But unless linked to other weapons or an air traffic control system, they are almost incapable of telling the difference between military and civilian aircraft. The Buk is mobile, easy to use, and capable of hitting aircraft at all but the most outlandish altitudes. Yet as the MH17 disaster proves, that comes with a huge potential drawback, especially when the weapon is in the hands of people incapable of using it responsibly.
Pro-Russian separatists have apparently admitted that they have Buk missiles. These weapons reach far higher altitudes than the shoulder-fired rocket launchers that pro-Russian separatists have been using to destroy Ukrainian aircraft during the past week, high enough that they could reach the over 30,000-feet altitude at which the airliner was flying.
The missiles are straightforward to operate and work as stand-alone weapons - they can function outside of a sophisticated networked air defense system.
While that's useful in some respects it also makes it unnervingly easy to make a mistake, particularly for guerrilla or non-conventional fighters who are capable of firing the easy-to-use missiles, but don't have the training needed to distinguish between civilian and military aircraft by sight.
As one expert explained to Technology Review, the Buk's ease of usability is also what makes the weapon so prone to tragic and costly errors like the MH17 crash.
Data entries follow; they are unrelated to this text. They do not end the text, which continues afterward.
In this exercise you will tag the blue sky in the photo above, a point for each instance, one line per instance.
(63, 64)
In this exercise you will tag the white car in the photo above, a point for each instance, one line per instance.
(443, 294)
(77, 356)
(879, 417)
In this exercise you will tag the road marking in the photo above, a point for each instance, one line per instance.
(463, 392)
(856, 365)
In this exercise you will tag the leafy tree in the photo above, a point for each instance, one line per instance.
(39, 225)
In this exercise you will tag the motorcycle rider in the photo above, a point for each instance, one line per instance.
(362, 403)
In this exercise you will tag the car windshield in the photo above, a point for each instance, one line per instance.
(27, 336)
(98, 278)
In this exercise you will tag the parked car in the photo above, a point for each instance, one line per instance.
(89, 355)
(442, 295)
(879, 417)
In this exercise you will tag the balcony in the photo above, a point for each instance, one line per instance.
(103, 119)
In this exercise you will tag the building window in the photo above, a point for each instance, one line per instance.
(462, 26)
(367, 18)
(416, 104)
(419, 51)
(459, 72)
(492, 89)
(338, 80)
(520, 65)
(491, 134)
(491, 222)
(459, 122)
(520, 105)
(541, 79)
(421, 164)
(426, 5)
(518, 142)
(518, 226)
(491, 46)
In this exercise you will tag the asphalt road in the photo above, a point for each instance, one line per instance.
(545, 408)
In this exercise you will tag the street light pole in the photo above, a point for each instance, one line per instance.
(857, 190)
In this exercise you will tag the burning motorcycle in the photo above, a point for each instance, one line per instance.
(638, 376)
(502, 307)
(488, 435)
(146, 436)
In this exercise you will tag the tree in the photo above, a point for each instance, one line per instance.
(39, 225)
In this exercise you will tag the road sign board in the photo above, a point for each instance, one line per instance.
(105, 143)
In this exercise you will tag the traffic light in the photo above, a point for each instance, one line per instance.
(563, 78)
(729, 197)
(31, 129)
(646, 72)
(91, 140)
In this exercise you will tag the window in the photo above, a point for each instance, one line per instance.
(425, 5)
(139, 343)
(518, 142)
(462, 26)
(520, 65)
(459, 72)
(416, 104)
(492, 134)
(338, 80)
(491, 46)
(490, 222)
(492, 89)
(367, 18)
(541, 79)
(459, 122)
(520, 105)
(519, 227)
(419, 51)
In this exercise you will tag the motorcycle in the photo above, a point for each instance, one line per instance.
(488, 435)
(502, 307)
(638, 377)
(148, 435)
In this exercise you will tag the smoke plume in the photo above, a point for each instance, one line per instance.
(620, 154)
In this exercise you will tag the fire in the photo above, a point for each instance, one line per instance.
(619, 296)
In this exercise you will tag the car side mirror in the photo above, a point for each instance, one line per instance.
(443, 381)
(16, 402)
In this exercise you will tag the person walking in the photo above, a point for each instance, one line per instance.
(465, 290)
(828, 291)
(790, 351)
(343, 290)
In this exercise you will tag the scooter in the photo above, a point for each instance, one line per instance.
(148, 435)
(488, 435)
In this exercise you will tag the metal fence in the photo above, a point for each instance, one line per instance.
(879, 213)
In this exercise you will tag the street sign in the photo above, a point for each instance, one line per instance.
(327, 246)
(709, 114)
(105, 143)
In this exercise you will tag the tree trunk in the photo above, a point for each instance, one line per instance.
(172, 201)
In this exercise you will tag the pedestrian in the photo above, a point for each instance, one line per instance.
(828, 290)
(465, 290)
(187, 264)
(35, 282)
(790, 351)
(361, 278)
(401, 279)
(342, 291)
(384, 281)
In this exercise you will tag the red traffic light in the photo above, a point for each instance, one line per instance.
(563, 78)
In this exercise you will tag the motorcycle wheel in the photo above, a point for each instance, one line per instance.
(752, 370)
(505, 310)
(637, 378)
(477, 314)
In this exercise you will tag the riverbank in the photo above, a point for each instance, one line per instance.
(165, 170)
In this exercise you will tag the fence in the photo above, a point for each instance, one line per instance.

The system cannot tell the difference between civilian and military-type aircraft based on their transponder signatures alone. In order to tell the difference between targets, it would need to be interfaced with other weapons systems that can work off of additional information.
Being a Soviet design, the user interface is fairly simple, says Michael Pietrucha, a former F-4G and F-15E electronic warfare officer and expert on air defenses. Pietrucha says he trained with German forces operating a similar Russian-built system during the 1990s.
Pietrucha says that the Buk variant operated by the rebels might have been especially unable to distinguish between civilian and military air traffic because of a quirk related to aircraft transponders. The transponder is a device that broadcasts an aircraft's identity when a radar "interrogates" it for information.
Military and civilian aircraft often use the same transponder modes and therefore that signal is not used as a "discriminator" for a military targeting system, Pietrucha says. The system has to be tied into the national air traffic control system to use that information effectively.
So the Buk can pick up the signal of an aircraft. But if it's operating in standalone mode, it can't tell whether that aircraft is a military target, or a jetliner with nearly 300 people onboard.
As Thomas Gibbons-Neff reported in the Washington Post, the Buk can be interfaced with other systems, but U.S. intelligence sources believe the Buk was the only one anti-aircraft system operating in the area of the crash at the time the plane was shot down.
The transponder explanation seems likeliest here: Whatever unit shot down MH17 simply couldn't see if it was a civilian or military aircraft - they could just see it was an aircraft in their airspace - because it wasn't hooked up to a system that would have made such recognition possible.
On some models of the weapon, radar systems are rudimentary at best. With untrained irregular soldiers at the helm, even a linked system could have made a terrible mistake. To the right is a GIF of a Buk M2 surface-to-air system in action. The radar and firing interface are relatively simple and user-friendly.
"This definitely could have been an error," Steve Zaloga, an expert on missile systems at the Teal Group, told Technology Review.